Exporting data from Firebase (Firestore) to BigQuery

April 14, 2020

English Google Cloud Platform BigQuery Cloud Firestore

Firebase is a popular platform for web and mobile app development. The main database option when developing applications on Firebase platform is the NoSQL database Cloud Firestore which is also part of Google Cloud Platform. Since Firestore is a NoSQL database, there are different considerations regarding the modeling and design of relationships in comparison with SQL databases. The weaker part of NoSQL databases is limited analytical capabilities. Here BigQuery comes into play since it's a serverless data warehouse designed specifically for OLAP analysis.
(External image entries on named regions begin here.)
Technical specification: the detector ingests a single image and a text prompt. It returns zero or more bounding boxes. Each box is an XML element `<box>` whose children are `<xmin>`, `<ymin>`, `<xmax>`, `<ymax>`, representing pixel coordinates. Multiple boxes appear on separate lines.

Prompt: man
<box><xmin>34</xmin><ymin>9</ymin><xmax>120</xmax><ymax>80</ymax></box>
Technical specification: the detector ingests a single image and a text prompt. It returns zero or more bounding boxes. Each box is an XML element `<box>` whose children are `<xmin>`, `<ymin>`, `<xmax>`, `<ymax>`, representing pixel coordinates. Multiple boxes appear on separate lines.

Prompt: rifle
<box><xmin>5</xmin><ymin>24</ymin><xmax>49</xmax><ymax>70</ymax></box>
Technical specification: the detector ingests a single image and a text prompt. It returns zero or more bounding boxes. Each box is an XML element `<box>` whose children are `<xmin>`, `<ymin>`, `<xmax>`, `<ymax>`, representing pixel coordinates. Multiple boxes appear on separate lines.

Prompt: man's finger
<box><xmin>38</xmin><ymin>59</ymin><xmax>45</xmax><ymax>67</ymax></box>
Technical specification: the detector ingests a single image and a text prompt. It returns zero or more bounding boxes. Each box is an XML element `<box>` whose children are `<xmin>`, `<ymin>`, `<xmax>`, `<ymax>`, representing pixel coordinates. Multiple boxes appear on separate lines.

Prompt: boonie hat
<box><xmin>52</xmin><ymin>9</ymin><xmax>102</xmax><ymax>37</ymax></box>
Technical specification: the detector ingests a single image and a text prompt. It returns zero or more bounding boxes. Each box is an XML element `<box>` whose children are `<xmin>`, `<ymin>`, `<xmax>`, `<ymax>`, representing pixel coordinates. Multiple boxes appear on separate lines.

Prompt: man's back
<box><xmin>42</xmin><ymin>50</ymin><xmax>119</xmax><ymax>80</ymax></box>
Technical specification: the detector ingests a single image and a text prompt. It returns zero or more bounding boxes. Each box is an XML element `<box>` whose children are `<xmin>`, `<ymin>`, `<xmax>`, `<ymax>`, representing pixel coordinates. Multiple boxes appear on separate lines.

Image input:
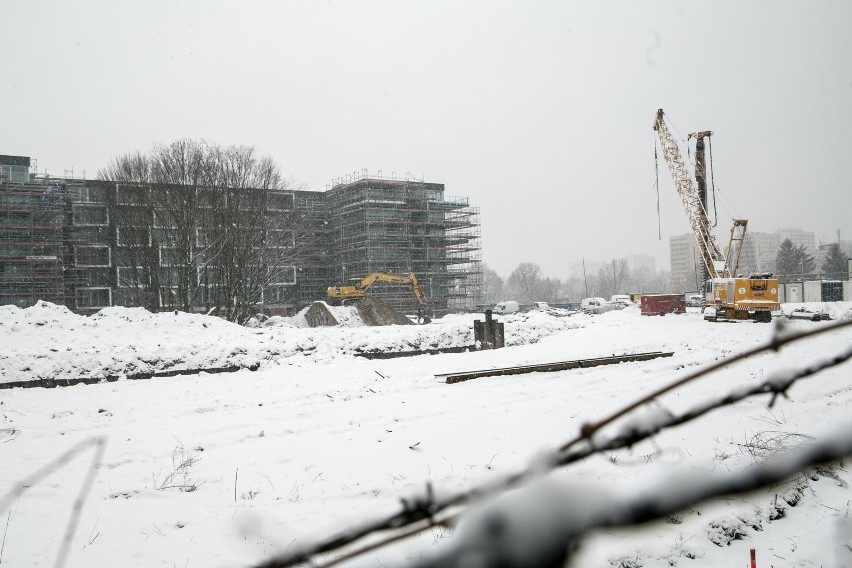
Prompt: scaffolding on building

Question is how to get data from Firestore to BigQuery?

In this article, I want to describe two approaches. One is importing of full batch Firestore export and the second approach is online sync between Firestore and BigQuery. Of course, depending on the Firestore modeling, lots of analytical data can be extracted by using counters, or simple queries in Firestore, but nothing beats straightforwardness of SQL :)!

Data

All code samples and scripts are in this repository https://github.com/zdenulo/firestore2bigquery. As a data source, I will use the fictional YAFTA app (Yet Another Fitness Tracking App) which contains collections of Users (with basic info like username, email, sex) and this collection contains subcollection of Journals where every exercise is recorded. Every journal entry contains start/end time of exercise and a list of what kind of exercises were done. I created a script to generate random data and insert it into Firestore which can be found here. I uploaded a couple of hundred users and each one having dozen on journal entries.

Firestore Data model

Full export

Firestore supports export/import operations of collections to Cloud Storage and BigQuery supports the import od these exports. We just need to put this all together.

1) Create/select bucket

where you will do Firestore export, in my case, bucket will be called f2b-exports

gsutil mb -p $GCP_PROJECT gs://f2b-exports

2) Export Firestore collections

gcloud firestore export gs://f2b-exports/export-01 --collection-ids=users,journals

I set path 'export-01 in a bucket, otherwise, it would be datetime timestamp. It prints the following output:

Waiting for [projects/zdenky-15ba5/databases/(default)/operations/ASAyNjkxMzMwOTMyChp0bHVhZmVkBxJsYXJ0bmVjc3Utc2Jvai1uaW1kYRQKLRI] to finish...done.           
metadata:
  '@type': type.googleapis.com/google.firestore.admin.v1.ExportDocumentsMetadata
  collectionIds:
  - users
  - journals
  operationState: PROCESSING
  outputUriPrefix: gs://f2b-exports/export-01
  startTime: '2020-03-20T10:49:24.973411Z'
name: projects/zdenky-15ba5/databases/(default)/operations/ASAyNjkxMzMwOTMyChp0bHVhZmVkBxJsYXJ0bmVjc3Utc2Jvai1uaW1kYRQKLRI

At the time when this was printed, the job was completed although it printed that it is in the state of PROCESSING. For bigger collections it is good to use --async flag to do it asynchronously. To get info about the operation, the following command can be used:

gcloud firestore operations describe ASAyNjkxMzMwOTMyChp0bHVhZmVkBxJsYXJ0bmVjc3Utc2Jvai1uaW1kYRQKLRI
done: true
metadata:
  '@type': type.googleapis.com/google.firestore.admin.v1.ExportDocumentsMetadata
  collectionIds:
  - users
  - journals
  endTime: '2020-03-20T10:49:41.312303Z'
  operationState: SUCCESSFUL
  outputUriPrefix: gs://f2b-exports/export-01
  progressBytes:
    completedWork: '8222613'
  progressDocuments:
    completedWork: '14702'
    estimatedWork: '12928'
  startTime: '2020-03-20T10:49:24.973411Z'
name: projects/zdenky-15ba5/databases/(default)/operations/ASAyNjkxMzMwOTMyChp0bHVhZmVkBxJsYXJ0bmVjc3Utc2Jvai1uaW1kYRQKLRI
response:
  '@type': type.googleapis.com/google.firestore.admin.v1.ExportDocumentsResponse
  outputUriPrefix: gs://f2b-exports/export-01

3) Import data into BigQuery

We need to import each collection one by one into a separate BigQuery table. I'll import into dataset 'f2b' and tables will have the same name as collections.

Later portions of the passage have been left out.